Erkenning van vliegrassen heeft als doel deze rassen te kunnen showen op tentoonstellingen. Duiven worden gefokt naar een ideaalbeeld die de vlieg en karaktereigenschappen van onze vliegrassen vaak tekort doen Ik denk dan ook dat showduiven de ondergang zijn voor de vliegrassen op het moment dat ze erkend worden. Ik denk zelfs dat de erkenning van een vliegras geen enkele toegevoegde waarde heeft gehad in de geschiedenis van het houden van vliegduiven.
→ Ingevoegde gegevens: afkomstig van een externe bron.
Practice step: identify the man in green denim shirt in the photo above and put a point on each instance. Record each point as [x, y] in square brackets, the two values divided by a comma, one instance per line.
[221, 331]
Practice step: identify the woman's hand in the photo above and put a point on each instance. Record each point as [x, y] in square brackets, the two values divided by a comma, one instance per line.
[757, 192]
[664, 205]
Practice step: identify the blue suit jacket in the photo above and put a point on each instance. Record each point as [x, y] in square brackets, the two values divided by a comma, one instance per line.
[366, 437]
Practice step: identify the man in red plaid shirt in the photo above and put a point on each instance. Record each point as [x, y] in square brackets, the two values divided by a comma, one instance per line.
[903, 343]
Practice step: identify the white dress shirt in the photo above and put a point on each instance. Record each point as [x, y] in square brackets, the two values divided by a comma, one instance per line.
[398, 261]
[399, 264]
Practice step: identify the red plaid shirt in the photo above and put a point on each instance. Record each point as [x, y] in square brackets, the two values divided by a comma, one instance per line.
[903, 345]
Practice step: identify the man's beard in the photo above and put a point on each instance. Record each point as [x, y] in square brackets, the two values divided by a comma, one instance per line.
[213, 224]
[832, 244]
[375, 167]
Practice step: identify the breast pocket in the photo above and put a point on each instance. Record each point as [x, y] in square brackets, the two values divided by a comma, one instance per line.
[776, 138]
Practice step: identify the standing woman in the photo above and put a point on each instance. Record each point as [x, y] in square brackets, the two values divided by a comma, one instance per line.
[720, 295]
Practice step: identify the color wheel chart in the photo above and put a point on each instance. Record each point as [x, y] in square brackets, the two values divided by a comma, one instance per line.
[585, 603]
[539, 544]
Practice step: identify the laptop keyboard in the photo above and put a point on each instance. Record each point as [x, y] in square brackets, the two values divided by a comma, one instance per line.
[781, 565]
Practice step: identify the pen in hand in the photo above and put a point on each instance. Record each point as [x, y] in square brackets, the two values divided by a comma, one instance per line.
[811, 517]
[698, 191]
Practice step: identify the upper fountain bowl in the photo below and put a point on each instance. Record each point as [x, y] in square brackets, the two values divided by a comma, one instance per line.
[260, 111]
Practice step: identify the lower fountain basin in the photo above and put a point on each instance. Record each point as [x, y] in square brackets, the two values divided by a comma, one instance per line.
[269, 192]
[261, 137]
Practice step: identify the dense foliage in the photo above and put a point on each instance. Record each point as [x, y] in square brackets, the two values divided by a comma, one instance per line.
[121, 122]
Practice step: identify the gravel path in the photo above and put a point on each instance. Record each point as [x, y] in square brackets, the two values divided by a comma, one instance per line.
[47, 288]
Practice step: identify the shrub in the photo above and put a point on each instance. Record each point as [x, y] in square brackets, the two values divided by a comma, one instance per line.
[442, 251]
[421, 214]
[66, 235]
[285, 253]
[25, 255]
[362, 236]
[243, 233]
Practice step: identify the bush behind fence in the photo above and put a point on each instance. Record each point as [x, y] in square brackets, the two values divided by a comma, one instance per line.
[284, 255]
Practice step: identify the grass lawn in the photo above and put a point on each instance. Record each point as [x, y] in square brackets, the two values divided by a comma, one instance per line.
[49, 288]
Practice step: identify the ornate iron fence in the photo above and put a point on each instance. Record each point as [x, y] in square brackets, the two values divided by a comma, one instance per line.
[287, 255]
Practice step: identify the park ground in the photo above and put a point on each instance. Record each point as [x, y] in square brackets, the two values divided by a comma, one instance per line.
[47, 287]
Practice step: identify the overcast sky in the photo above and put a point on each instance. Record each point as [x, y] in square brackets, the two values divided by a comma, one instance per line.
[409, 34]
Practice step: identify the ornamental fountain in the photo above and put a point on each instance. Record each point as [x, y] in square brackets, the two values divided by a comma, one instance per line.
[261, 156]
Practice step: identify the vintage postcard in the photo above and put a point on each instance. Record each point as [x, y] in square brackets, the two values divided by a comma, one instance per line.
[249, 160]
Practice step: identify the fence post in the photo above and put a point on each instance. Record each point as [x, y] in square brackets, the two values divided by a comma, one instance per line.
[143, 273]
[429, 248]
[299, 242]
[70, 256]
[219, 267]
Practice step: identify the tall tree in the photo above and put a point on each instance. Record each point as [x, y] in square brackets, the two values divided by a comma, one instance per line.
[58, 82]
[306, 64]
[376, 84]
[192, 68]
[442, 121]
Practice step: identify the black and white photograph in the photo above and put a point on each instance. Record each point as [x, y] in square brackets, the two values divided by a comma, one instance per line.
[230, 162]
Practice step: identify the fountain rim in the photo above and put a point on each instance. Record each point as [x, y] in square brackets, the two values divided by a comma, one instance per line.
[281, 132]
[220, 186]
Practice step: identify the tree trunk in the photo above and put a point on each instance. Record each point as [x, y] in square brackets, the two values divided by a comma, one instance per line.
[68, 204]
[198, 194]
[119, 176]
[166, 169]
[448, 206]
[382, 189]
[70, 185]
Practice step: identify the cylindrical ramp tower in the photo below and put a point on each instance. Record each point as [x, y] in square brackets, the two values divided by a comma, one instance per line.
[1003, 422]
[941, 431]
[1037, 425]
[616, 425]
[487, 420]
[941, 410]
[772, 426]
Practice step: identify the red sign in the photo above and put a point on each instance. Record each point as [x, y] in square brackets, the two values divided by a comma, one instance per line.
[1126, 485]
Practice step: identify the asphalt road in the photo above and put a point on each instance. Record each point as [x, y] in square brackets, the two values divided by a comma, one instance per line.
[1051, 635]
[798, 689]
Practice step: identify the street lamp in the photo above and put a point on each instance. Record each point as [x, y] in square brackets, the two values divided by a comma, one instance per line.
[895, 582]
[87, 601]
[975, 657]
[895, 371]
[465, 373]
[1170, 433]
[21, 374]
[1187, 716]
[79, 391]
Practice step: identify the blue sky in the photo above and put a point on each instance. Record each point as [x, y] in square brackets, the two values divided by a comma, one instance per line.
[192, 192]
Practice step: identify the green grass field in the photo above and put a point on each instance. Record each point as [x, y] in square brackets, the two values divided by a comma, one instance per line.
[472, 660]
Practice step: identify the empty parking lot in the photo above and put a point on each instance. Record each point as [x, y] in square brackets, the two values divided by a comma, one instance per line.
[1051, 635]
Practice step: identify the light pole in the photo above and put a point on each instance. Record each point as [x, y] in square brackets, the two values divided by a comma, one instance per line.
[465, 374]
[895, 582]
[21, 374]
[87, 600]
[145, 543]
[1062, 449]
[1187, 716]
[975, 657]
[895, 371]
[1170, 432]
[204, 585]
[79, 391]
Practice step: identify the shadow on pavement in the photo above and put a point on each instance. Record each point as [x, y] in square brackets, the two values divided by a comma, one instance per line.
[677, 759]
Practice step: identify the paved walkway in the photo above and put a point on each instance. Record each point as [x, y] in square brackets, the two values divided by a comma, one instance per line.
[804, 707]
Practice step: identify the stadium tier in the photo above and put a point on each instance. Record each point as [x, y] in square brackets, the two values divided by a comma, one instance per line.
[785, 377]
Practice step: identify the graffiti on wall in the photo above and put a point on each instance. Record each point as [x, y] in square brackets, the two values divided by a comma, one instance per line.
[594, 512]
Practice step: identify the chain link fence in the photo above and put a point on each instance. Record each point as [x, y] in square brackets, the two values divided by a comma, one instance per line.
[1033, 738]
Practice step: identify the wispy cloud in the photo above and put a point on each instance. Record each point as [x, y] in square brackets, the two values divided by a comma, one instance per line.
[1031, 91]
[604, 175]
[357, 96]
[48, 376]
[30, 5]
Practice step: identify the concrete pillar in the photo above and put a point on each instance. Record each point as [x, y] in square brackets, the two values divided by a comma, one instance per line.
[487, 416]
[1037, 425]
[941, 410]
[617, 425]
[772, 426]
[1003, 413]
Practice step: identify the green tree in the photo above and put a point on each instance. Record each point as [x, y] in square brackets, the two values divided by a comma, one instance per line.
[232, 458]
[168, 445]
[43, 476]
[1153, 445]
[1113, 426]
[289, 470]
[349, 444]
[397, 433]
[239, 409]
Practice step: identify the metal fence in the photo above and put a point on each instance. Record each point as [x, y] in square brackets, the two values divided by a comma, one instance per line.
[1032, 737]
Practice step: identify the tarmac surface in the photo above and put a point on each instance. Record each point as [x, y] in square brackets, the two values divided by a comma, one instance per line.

Degeneratie van showrassen
De geschiedenis leert ons dat zodra een vliegras erkenning heeft gekregen en aan een tentoonstelling mag meedoen. `De vliegeigenschappen van het erkende ras in het algemeen al snel zal gaan afnemen. Hiervoor zijn er honderden voorbeelden te vinden bij duiven maar ook bij andere dieren die gedomesticeerd zijn door de mens. Met een beetje geluk ontstaan er in 1 ras al gauw twee types het zogenaamde show of vliegtype mits er nog genoeg animo is om het betreffende vliegras te behouden vanwege hun vliegeigenschappen .
Vliegrassen en showrassen combineren
Vliegtype en showtype combineren in 1 dezelfde duif lijkt mij vrij zinloos. Waarom zou een showduif, vliegeigenschappen moeten hebben en een vliegtype aan het ideaal van een rasstandaard moeten voldoen. Natuurlijk zijn er initiatieven om toch show en werkeigenschappen te verenigen niet alleen bij duiven maar ook bij honden bijvoorbeeld. Vaak komt dit voort om het oude sentiment van een ras levend te houden voor de showfokker. Eigenschappen die vaak al lang niet meer bestaan binnen een showras omdat het simpelweg niet nodig is voor een showduif om aan vliegeigenschappen te voldoen.
Waarom erkenning niet werkt
De belangen van duivenliefhebbers voor showduiven en vliegduiven lopen te ver uiteen. De belangen van een showfokker zijn heel anders als van een liefhebber van vliegduiven en is niet eenvoudig verenigbaar. Omdat er altijd een voorkeur is voor show of vliegtype. Wat of aan het vliegtype of het showtype afbreuk doet. Daarnaast is het voor een potentieel nieuwe liefhebber verwarrend, hij schaft dan een showduif aan in de veronderstelling een vliegras gekocht te hebben. En zal al gauw teleurgesteld zijn en op zoek gaan naar een ander ras wat wel als vliegduif gehouden kan worden. Volgend argument is dat showtypes vroeg moeten kweken om op tijd klaar te zijn met de rui. Ook met late jongen kun je met een tentoonstelling niet mee doen. De eerste shows beginnen tenslotte al in Oktober. Een vliegduif is dan meestal nog niet klaar met de rui en heeft daardoor een oneerlijke achterstand op tentoonstellingen.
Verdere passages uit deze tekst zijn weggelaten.